Now I don't know what you guys all think, but surely ANY man who wanted to make his wife happy, could have worked out how to find that amount of money AND of course the minor matter of how to transport a 1 metre high ceramic goose home to Melbourne in my carry on luggage. I mean really! Anyone visiting Melbourne soon?  It's probably still there... 

Like this statue, we did the same - relaxing in the sunshine and watching the village come to life in the morning sunshine.

But he does tend to look a little bored though, doesn't he - surely not.
The shaded laneways squeezed between the buildings lead us out to the main open area of Rue de la Liberte, the Renaissance centre of Sarlat. The late morning sun offered a bit more warmth than the shaded laneways and we were yearning for our second coffee for the morning. We chose one of the many Cafes and sat on the wicker chairs under a spreading umbrella to just chill out and take in the the wonderful architecture before our eyes.

I have a fascination for arches, doorways and windows throughout France.
Sue had it in mind to shop for foie gras to take home and maybe some truffles. Unfortunately I didn’t have enough room for the truffles (on my credit card). A few bottles of wine did find their way into the basket with the foie gras though.
Sarlat did have a modern day dark side to it, and most likely it also did over the centuries. While we were there we took a walk around the 16th century Cathedrale St Sacerdos to find a poor soul stretched out upon the ground in what was possibly an alcohol induced coma. Minutes later an ambulance arrived to take him away.

Still, I guess you’ll find sad sights like that almost anywhere.
You can’t expect to experience all the wonderful sights of these magic villages in the space of a day trip but how fortunate you can be to take these few hours into your memory for the rest of your life.

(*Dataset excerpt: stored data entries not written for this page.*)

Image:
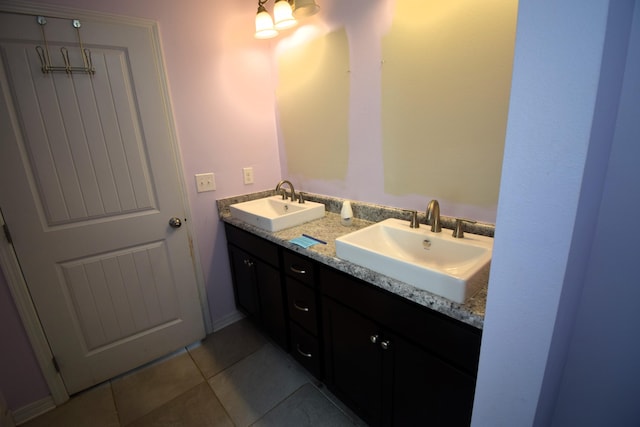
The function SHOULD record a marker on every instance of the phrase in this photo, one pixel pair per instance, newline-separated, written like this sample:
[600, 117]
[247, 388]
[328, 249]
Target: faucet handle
[458, 231]
[413, 223]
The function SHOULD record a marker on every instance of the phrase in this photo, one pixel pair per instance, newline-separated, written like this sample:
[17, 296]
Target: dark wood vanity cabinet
[255, 269]
[302, 308]
[393, 362]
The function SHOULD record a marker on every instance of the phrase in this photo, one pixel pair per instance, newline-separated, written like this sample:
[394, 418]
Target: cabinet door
[272, 309]
[244, 281]
[353, 361]
[428, 391]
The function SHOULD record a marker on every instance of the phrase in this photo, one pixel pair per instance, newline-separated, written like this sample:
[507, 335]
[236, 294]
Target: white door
[89, 179]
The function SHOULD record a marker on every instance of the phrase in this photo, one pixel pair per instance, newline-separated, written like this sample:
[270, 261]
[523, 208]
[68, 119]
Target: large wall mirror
[445, 76]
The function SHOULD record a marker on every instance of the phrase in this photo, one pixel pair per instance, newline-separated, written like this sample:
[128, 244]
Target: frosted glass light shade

We moved on to the most southern end of Sarlat where we came to the more modern part of the city. Super Markets, Mc Donalds and heavy traffic. We were transported from the Medieval times to “Back to the Future” as Marty McFly might say.

It was time to drive back to Le Bugue, our cottage, some foie gras and a bottle of chilled Rose in the afternoon sun before having dinner.

Leon, I've poured you a glass of chilled Rose and the foie gras is served.
Next Wednesday we travel to the Bastide towns of
Montpazier and Montflanquin


  1. Sarlat looks really nice - I must get there on a future visit to France. You definitely should have bought the goose, if only for the entertainment value as you tried to get it through security and into the overhead bin!

  2. And it would have made a great front doorstop.

  3. This looks like a wonderful village - goose and all. Would you believe I've never tasted foie gras - but I'm sure with a little chilled rose it would be delightful.

  4. Sarlat was just one of the many sights we saw in our week in the region. The South West is very unique.
    At that time of the year in France, any rose is a delight.

  5. Another enjoyable virtual tour, thankyou.

  6. We camped at Le Bugue on one of our many motorcycle tours of France. It was July and incredibly hot and humid, I seem to remember. We visited Sarlat on a market day and it was magical. Thanks for the super photos and bringing back the memories.

  7. LLM - Tried to comment recently on your site but did not work for me - I hate rejection... Will keep trying.

  8. Jean,
    Lucky you to have been in Sarlat at market time. Hope to return someday. Planning our May 2012 trip to France at the moment.